Ohtani Masataka, Muraoka Tomoyuki, Okimoto Yuki, Kobiro Kazuya
School of Environmental Science and Engineering, ‡Laboratory for Structural Nanochemistry, and §Research Center for Material Science and Engineering, Kochi University of Technology , 185 Miyanokuchi, Tosayamada, Kami, Kochi 782-8502, Japan.
Inorg Chem. 2017 Oct 2;56(19):11546-11551. doi: 10.1021/acs.inorgchem.7b01192. Epub 2017 Sep 15.
The ability of a rapid-heating solvothermal process to synthesize porous nanocrystal assemblies composed of the multiple transition metals was demonstrated. The rapid heating facilitated the quick formation of nascent nanocrystals to generate homogeneous mixed transition-metal oxides. Systematic studies of the synthesis of mixed-metal oxides under various experimental conditions indicated that the present simple method is suitable to develop a wide variety of binary and ternary transition-metal systems such as Co/Mn, Ni/Mn, and Co/Mn/Fe mixed-metal oxides. The products obtained from the rapid heating process were hierarchically assembled porous nanospheres composed of sub-10 nm nanocrystals, which had an extraordinarily high surface area and nano/mesopores.

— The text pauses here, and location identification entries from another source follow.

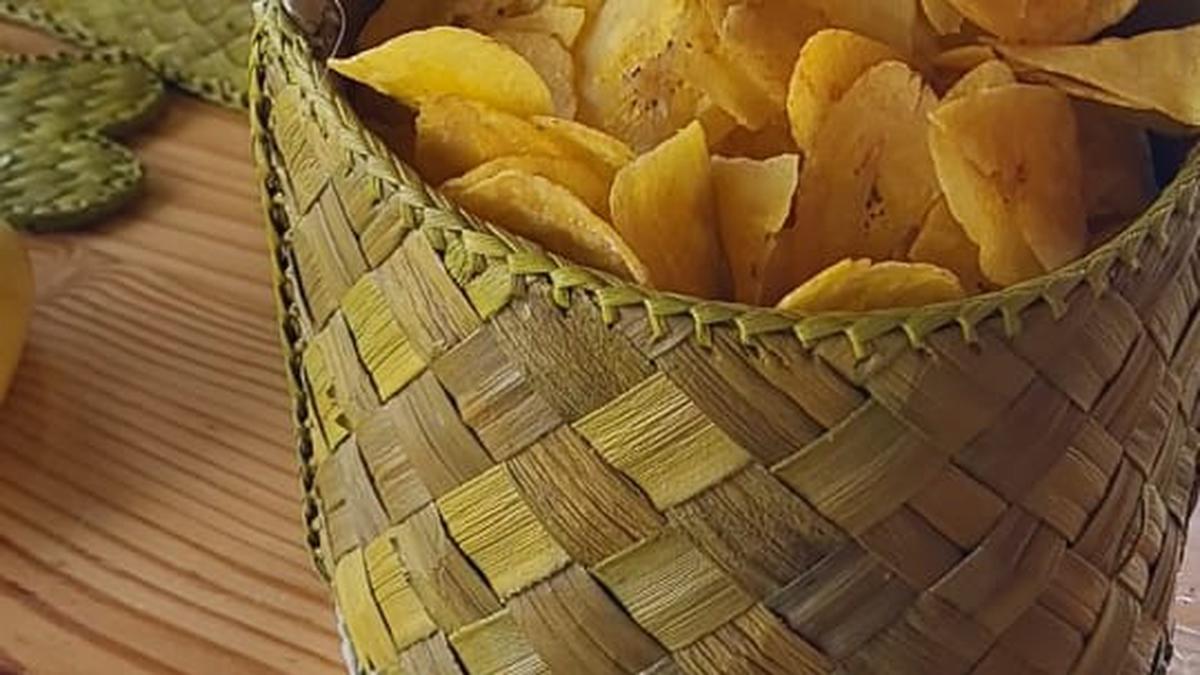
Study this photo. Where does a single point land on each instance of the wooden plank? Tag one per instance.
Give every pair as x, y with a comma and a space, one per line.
149, 502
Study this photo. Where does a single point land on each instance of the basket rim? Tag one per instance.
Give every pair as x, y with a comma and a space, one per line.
525, 258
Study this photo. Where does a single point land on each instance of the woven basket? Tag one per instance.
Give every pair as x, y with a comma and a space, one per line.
513, 464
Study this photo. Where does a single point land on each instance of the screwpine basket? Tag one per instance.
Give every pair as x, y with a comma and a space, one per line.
513, 464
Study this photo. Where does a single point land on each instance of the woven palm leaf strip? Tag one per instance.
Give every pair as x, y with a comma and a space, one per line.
202, 46
515, 465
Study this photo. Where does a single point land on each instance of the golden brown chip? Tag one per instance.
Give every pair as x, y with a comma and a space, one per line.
762, 41
868, 184
456, 135
1119, 171
1156, 71
829, 64
663, 204
942, 16
965, 58
561, 22
897, 23
754, 201
630, 70
1008, 162
943, 243
552, 61
423, 65
549, 214
575, 175
768, 142
1047, 21
605, 154
987, 76
857, 286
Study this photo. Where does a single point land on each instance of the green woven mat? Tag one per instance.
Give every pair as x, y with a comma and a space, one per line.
199, 45
58, 167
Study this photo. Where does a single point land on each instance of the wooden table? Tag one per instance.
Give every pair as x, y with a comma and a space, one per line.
149, 501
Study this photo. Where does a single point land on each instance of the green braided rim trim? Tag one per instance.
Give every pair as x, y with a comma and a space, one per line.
225, 93
91, 195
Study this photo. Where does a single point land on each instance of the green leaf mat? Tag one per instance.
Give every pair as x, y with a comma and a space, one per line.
202, 46
59, 169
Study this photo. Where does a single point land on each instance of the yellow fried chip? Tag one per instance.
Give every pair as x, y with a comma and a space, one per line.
943, 243
630, 70
549, 214
726, 85
857, 286
1044, 22
605, 154
1155, 71
868, 183
771, 141
552, 61
987, 76
965, 58
1119, 169
942, 16
754, 201
1008, 162
828, 65
421, 65
456, 135
573, 174
762, 41
663, 204
563, 23
897, 23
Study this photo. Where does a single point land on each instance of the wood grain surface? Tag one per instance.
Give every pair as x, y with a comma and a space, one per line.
149, 501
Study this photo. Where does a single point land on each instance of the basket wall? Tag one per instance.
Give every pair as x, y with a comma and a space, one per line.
511, 465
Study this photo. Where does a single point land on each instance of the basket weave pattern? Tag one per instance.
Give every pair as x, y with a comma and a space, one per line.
516, 465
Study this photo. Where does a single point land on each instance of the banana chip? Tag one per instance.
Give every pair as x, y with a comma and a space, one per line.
573, 174
559, 22
754, 201
1155, 71
423, 65
455, 135
1045, 22
768, 142
897, 23
943, 243
605, 154
828, 65
869, 181
663, 204
630, 70
988, 75
1008, 162
552, 61
942, 16
763, 41
792, 151
858, 285
549, 214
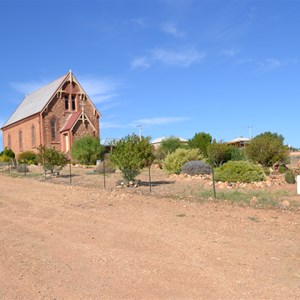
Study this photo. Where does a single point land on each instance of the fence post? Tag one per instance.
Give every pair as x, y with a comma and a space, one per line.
150, 182
104, 174
70, 173
214, 186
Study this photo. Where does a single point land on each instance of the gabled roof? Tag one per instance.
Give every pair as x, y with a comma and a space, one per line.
35, 102
71, 121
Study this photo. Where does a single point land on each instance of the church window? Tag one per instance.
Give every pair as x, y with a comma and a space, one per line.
9, 141
33, 136
73, 103
20, 140
66, 102
53, 128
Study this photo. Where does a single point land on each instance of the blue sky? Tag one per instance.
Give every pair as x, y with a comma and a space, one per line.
228, 68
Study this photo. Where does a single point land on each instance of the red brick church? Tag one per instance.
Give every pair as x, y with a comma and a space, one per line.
53, 116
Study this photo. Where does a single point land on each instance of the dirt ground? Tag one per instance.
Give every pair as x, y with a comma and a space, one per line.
71, 242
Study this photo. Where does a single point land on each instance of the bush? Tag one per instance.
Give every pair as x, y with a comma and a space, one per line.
87, 150
267, 149
51, 159
195, 167
289, 177
108, 167
131, 154
22, 168
218, 154
5, 158
28, 157
174, 161
242, 171
8, 153
200, 141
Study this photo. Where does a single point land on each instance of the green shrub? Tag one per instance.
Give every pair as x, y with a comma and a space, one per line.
22, 168
242, 171
108, 167
200, 141
131, 154
28, 157
87, 150
51, 159
8, 153
195, 167
289, 177
218, 154
174, 161
5, 158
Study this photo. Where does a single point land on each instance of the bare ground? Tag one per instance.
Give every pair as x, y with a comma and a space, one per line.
71, 242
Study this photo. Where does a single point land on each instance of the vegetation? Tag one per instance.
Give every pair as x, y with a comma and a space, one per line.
131, 154
7, 155
51, 159
200, 141
218, 153
237, 154
174, 161
27, 157
267, 149
87, 150
8, 152
289, 177
242, 171
195, 167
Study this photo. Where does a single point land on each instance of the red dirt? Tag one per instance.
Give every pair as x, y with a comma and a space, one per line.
63, 242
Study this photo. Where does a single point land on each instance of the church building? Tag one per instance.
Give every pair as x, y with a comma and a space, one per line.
53, 116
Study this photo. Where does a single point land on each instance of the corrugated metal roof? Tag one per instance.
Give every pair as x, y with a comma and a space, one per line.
159, 140
239, 139
35, 102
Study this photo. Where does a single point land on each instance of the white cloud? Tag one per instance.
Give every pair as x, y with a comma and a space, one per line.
140, 62
108, 125
180, 58
100, 90
29, 87
158, 121
229, 53
170, 28
269, 64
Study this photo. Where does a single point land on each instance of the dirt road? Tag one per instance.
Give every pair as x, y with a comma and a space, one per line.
61, 242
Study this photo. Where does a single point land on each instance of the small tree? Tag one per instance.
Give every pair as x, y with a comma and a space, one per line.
267, 148
51, 159
87, 150
218, 154
200, 141
131, 154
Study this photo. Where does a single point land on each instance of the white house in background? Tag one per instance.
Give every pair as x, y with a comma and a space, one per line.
156, 142
239, 142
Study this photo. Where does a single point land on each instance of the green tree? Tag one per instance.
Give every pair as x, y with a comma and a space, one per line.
267, 148
131, 154
200, 141
51, 159
218, 153
87, 150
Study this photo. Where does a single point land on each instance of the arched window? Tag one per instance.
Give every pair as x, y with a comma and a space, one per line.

Electrochemical tests revealed the high catalytic ability of the porous nanocrystal assemblies in water oxidation.
证明了快速加热溶剂热法合成由多种过渡金属组成的多孔纳米晶体组件的能力。快速加热促进了新生纳米晶体的快速形成,以生成均匀的混合过渡金属氧化物。在各种实验条件下对混合金属氧化物合成的系统研究表明,目前这种简单的方法适用于开发多种二元和三元过渡金属体系,如Co/Mn、Ni/Mn和Co/Mn/Fe混合金属氧化物。通过快速加热过程获得的产物是由亚10纳米纳米晶体组成的分级组装多孔纳米球,其具有极高的表面积和纳米/中孔。电化学测试揭示了多孔纳米晶体组件在水氧化方面具有高催化能力。